Restarting a cluster when all nodes were down
It’s a little annoying, but if ALL your nodes went down then you have to make a manual modification to one of the files on one of the nodes to bring the cluster back up.
Firstly, view the grastate.dat file on each node.
cat /var/lib/mysql/grastate.dat
One of them will have been the last node to be removed, and this one will have the value of:
safe_to_bootstrap: 1
On that node, edit the following file:
vi /etc/mysql/percona-xtradb-cluster.conf.d/wsrep.cnf
Comment out the wsrep_cluster_address=gcomm://ip1, ip2, ip3 line and insert a new line below it without any ip addresses, i.e:
wsrep_cluster_address=gcomm://
Now, you can start this node safely.
/etc/init.d/mysql start
(or service mysql start)
Once it has started, you can safely start the other nodes in your cluster.
would you comment how you would deal with database tables without primary keys? there seems to be a lot of such tables in wordpress.

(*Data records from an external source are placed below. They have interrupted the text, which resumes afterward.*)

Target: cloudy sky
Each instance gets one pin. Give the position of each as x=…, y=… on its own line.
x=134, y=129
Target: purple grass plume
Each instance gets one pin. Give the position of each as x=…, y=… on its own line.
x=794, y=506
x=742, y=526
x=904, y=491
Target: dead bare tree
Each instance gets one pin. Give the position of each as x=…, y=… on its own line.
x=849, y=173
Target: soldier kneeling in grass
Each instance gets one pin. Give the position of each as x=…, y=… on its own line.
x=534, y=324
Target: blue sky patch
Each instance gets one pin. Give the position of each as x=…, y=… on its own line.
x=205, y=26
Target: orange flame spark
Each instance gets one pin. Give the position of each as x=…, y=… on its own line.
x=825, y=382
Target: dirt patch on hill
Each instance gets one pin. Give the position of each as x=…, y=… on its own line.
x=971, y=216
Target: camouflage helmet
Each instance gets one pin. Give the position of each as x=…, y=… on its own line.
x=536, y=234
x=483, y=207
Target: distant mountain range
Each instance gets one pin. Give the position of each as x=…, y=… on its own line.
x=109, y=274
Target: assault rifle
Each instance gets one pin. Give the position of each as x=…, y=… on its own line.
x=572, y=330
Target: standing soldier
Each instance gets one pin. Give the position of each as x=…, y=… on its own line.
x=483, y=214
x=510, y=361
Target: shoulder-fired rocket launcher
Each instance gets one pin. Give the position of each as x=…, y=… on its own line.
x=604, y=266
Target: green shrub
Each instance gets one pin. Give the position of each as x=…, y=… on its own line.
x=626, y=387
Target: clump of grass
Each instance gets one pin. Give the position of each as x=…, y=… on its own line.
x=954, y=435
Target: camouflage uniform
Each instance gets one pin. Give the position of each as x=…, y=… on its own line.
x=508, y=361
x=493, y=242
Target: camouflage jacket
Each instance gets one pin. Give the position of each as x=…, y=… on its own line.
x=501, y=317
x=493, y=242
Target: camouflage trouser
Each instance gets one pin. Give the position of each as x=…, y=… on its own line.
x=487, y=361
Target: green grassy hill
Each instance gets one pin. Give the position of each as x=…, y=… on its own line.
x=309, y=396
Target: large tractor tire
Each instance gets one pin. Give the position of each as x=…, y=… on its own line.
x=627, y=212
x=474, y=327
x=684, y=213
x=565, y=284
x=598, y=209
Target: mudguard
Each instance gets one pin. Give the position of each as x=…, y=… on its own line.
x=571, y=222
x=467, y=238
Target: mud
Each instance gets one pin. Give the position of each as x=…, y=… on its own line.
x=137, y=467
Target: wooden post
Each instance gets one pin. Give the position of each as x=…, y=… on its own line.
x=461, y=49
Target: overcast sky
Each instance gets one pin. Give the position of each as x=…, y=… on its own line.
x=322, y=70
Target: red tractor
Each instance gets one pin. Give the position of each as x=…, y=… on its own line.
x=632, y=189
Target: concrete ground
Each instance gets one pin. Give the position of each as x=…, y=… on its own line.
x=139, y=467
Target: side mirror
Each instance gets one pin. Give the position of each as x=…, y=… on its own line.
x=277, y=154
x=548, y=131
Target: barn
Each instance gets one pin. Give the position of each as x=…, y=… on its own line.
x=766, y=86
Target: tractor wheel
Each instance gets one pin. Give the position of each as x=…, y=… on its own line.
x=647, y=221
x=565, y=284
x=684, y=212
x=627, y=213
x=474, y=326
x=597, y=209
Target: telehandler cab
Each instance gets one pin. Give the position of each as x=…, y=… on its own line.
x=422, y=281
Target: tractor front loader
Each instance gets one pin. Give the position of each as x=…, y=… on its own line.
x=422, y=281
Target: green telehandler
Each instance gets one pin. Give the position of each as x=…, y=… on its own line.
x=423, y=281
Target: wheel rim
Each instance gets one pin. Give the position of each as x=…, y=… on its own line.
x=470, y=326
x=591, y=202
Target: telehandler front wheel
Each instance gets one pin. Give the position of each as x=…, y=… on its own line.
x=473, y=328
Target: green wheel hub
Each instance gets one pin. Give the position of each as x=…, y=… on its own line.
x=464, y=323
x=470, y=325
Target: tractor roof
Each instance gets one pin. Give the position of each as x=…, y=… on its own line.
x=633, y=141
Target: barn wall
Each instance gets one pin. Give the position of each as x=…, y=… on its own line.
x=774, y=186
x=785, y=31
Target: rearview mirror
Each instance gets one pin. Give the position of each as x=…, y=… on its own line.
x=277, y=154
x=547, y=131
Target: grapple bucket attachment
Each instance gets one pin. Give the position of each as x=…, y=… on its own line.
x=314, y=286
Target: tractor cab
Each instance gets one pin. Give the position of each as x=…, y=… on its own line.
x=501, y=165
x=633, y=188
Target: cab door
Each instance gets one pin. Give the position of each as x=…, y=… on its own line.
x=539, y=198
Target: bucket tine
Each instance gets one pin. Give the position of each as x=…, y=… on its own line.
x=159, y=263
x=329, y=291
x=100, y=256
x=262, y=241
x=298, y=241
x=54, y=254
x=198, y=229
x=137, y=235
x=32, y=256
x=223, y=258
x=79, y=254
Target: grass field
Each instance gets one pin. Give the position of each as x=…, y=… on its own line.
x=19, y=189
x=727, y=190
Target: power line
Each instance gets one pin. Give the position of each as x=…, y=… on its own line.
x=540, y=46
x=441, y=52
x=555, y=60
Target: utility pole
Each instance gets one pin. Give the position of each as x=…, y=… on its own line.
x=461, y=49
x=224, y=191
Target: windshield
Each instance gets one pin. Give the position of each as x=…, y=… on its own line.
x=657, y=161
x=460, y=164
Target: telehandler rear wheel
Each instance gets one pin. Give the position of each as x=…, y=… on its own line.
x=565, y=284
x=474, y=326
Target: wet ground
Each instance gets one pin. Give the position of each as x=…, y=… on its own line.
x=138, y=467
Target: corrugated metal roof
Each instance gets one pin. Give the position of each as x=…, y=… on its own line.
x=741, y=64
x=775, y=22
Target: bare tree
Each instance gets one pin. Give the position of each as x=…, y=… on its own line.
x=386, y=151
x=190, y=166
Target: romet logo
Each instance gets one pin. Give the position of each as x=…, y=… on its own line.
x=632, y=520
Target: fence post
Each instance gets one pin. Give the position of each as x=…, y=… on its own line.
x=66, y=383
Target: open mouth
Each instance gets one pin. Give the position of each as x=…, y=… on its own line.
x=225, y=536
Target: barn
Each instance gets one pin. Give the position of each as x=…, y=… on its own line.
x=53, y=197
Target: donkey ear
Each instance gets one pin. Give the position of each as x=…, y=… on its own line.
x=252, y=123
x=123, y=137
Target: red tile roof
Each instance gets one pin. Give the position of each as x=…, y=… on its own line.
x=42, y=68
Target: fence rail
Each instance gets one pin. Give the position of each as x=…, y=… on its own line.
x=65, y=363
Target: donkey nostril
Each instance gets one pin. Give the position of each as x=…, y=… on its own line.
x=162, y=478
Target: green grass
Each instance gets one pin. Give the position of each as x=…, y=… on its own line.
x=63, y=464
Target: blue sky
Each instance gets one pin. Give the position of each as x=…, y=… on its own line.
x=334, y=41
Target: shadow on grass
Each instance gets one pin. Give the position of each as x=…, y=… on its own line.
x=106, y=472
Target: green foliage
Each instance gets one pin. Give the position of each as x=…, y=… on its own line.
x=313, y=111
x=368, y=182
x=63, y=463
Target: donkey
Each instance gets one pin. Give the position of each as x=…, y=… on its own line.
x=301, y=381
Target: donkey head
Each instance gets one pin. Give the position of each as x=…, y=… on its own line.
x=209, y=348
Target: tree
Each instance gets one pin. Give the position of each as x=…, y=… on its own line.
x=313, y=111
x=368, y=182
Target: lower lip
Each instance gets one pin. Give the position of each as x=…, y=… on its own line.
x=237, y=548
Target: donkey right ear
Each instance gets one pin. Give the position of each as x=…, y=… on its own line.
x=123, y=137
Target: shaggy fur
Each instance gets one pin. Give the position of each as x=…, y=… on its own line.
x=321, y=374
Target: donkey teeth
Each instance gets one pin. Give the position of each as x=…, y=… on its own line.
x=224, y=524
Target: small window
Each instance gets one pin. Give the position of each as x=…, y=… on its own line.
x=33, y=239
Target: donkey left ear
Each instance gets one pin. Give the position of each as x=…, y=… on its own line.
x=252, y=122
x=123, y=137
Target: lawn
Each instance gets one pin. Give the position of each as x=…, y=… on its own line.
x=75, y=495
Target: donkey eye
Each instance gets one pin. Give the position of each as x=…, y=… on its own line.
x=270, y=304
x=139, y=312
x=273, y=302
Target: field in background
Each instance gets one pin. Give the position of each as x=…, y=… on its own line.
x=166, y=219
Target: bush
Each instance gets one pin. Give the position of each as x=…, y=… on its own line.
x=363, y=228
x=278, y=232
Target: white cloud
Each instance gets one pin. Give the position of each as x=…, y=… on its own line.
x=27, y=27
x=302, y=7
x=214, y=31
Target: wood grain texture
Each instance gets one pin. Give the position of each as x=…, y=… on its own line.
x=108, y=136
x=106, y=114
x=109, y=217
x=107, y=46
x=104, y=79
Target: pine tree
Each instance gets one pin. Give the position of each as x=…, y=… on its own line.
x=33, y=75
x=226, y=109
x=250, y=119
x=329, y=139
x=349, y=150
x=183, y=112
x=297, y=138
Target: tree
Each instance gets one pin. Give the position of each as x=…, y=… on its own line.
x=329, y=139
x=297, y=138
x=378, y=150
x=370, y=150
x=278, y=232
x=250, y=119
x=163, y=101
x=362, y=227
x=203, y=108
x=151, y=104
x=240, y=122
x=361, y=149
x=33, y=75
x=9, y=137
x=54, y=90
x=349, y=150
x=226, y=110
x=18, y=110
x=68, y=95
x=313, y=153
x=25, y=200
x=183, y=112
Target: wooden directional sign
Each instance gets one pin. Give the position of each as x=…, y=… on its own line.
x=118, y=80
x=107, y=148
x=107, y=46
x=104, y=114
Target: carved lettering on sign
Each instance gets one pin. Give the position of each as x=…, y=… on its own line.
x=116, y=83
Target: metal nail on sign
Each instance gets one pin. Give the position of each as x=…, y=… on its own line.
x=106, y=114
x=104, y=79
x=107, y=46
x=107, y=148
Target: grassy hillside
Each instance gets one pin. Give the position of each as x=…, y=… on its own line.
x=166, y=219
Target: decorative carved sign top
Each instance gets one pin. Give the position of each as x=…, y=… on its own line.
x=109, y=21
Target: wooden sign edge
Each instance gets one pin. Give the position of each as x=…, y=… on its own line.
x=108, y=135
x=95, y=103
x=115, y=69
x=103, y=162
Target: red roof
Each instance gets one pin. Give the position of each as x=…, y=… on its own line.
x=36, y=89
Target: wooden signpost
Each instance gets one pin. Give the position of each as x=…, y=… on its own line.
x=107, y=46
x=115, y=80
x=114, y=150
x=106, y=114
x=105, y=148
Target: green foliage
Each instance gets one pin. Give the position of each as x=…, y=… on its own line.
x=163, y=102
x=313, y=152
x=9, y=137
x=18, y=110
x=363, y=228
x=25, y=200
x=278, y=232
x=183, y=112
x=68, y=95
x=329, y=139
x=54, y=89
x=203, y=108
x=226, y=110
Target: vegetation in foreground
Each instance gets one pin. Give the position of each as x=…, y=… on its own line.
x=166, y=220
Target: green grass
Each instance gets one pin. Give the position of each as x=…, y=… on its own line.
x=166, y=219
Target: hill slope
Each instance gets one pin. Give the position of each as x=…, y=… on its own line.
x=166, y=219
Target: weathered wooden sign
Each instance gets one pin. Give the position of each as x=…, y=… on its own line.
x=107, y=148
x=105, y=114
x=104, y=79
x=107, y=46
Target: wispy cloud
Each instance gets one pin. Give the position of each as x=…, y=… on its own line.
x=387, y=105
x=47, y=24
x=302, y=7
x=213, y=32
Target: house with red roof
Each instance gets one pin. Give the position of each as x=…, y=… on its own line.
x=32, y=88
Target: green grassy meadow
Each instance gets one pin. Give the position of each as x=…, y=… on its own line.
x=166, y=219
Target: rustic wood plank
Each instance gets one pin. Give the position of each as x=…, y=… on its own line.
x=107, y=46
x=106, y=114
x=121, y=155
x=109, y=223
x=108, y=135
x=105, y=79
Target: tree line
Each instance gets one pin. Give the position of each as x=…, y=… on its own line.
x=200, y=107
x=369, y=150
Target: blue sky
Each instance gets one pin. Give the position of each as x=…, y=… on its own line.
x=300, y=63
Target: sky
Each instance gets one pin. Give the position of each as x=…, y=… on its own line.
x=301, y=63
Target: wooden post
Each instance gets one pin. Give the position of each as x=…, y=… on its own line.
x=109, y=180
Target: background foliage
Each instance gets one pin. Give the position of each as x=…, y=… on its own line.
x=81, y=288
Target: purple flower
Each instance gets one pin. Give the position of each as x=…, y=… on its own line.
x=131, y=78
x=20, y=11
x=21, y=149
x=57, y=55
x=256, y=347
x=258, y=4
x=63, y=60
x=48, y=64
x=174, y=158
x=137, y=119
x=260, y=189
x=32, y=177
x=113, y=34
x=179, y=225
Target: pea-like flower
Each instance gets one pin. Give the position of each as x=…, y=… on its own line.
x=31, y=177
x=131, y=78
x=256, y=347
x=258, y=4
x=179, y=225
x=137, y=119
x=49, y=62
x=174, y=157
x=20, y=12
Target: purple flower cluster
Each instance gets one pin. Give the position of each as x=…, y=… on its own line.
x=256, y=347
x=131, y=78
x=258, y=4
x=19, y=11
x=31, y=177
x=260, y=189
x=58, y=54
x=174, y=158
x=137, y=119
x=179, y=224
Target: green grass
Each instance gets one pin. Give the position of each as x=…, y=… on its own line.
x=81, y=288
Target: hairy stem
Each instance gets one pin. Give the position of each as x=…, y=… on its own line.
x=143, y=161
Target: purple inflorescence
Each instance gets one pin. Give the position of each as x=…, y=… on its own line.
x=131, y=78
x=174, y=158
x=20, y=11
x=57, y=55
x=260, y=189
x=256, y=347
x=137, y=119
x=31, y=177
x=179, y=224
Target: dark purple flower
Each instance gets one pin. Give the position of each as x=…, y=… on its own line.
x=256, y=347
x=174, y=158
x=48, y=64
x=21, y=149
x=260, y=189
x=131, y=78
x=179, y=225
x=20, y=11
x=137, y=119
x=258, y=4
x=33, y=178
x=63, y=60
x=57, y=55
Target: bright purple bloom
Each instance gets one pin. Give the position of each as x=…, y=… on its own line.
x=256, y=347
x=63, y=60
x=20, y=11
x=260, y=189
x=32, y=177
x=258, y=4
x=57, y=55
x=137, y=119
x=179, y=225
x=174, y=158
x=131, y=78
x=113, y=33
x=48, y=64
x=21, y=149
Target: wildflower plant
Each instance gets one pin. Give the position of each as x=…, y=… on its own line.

this seems to be a design defect of wordpress – since all databases should have a primary key for performance and identification purpose
https://www.percona.com/doc/percona-xtradb-cluster/LATEST/features/pxc-strict-mode.html
https://stackoverflow.com/questions/2515596/can-a-database-table-be-without-a-primary-key
Either add a primary key to tables where a PK doesn’t exist or don’t use strict mode. It’s extra tables created by plugins that are the culprit here, and almost always there’s an obvious primary key that can be added and if not then a composite primary key can be created which guarantees uniqueness.